Colorado chef's degustation: mignardises...

To finish our Colorado chef's degustation menu, we turned to some old favorites-- mignardises. Mignardises are small bites, generally sweet in nature, that finish a meal. In this case, we wanted to highlight diverse flavors, giving our guests' taste buds one last exciting culinary experience. To that end, we create four bites.

The first was a milk chocolate truffle infused with the pungent Indian spice blend, garam masala. Generally used in savory cooking, this spice blend (containing cinnamon, cardamom, cumin, cloves, nutmeg, caraway) provides deep and rich flavors to the smooth chocolate.

The second mignardise was a hand-crafted Concord grape jelly-- starting with pounds of fresh grapes, the flavor of the delicious, naturally sweet fruit, was condensed and jelled, leaving the consumer with a burst of flavor reminiscent of a summer's day.

Our third tasty post-meal bite was a Belgian bittersweet chocolate molded leaf, infused with Mexican cinnamon, smoked sea salt, and chili pepper.

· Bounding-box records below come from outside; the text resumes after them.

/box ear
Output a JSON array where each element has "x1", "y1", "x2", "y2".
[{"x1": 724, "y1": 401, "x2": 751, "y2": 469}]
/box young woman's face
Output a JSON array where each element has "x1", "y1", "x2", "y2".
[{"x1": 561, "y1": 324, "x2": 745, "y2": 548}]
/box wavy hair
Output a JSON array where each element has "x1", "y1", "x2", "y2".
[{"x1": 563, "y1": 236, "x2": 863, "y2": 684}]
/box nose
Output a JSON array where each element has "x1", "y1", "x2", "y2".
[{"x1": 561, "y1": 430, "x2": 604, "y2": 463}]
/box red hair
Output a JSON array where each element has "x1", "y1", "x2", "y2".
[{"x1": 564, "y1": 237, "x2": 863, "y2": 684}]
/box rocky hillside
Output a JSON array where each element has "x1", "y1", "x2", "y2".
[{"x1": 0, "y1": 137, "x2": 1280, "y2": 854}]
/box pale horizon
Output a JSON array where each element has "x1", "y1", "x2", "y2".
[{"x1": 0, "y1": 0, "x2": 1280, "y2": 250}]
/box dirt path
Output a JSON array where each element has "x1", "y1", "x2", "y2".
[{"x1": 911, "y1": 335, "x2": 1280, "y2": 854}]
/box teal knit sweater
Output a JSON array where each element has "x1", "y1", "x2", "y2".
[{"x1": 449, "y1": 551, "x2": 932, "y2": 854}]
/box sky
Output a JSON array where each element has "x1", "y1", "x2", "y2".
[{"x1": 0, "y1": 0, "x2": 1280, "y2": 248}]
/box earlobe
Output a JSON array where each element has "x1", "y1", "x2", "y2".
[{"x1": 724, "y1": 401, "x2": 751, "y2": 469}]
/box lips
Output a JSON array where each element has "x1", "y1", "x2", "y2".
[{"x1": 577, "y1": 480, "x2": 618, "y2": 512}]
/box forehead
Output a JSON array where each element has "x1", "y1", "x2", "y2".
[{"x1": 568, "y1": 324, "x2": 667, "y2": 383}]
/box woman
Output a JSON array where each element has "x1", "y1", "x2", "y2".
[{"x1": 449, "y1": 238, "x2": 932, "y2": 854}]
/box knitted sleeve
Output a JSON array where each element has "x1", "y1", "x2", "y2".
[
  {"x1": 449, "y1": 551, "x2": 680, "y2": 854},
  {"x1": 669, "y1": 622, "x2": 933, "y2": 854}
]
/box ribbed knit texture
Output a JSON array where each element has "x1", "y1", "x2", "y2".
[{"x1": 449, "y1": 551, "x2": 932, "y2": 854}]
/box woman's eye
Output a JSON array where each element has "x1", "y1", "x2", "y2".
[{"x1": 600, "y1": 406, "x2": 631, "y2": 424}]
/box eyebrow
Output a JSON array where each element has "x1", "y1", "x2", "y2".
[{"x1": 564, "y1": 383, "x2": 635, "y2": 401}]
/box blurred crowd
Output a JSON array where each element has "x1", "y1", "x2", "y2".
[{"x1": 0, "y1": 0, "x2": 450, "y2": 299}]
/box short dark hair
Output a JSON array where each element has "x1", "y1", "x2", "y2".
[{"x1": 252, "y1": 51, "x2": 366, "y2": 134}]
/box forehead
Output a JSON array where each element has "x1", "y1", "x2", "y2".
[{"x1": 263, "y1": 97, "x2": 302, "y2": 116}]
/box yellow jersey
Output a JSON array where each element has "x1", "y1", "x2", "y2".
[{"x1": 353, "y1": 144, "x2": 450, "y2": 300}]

The spicy, salty, smokey flavors melded with the dark bittersweet chocolate to create an exciting flavor combination on the tongue-- perfect with a glass of hearty red wine or port!

And lastly, we finished our meal with an orenji classic-- hand-candied orange peel-- one of our favorites.

Tomorrow, we'll post the menu, for your review. Thanks for checking in, and taking this culinary ride with us as we relived our recently created and prepared Colorado chef's degustation. Cheers!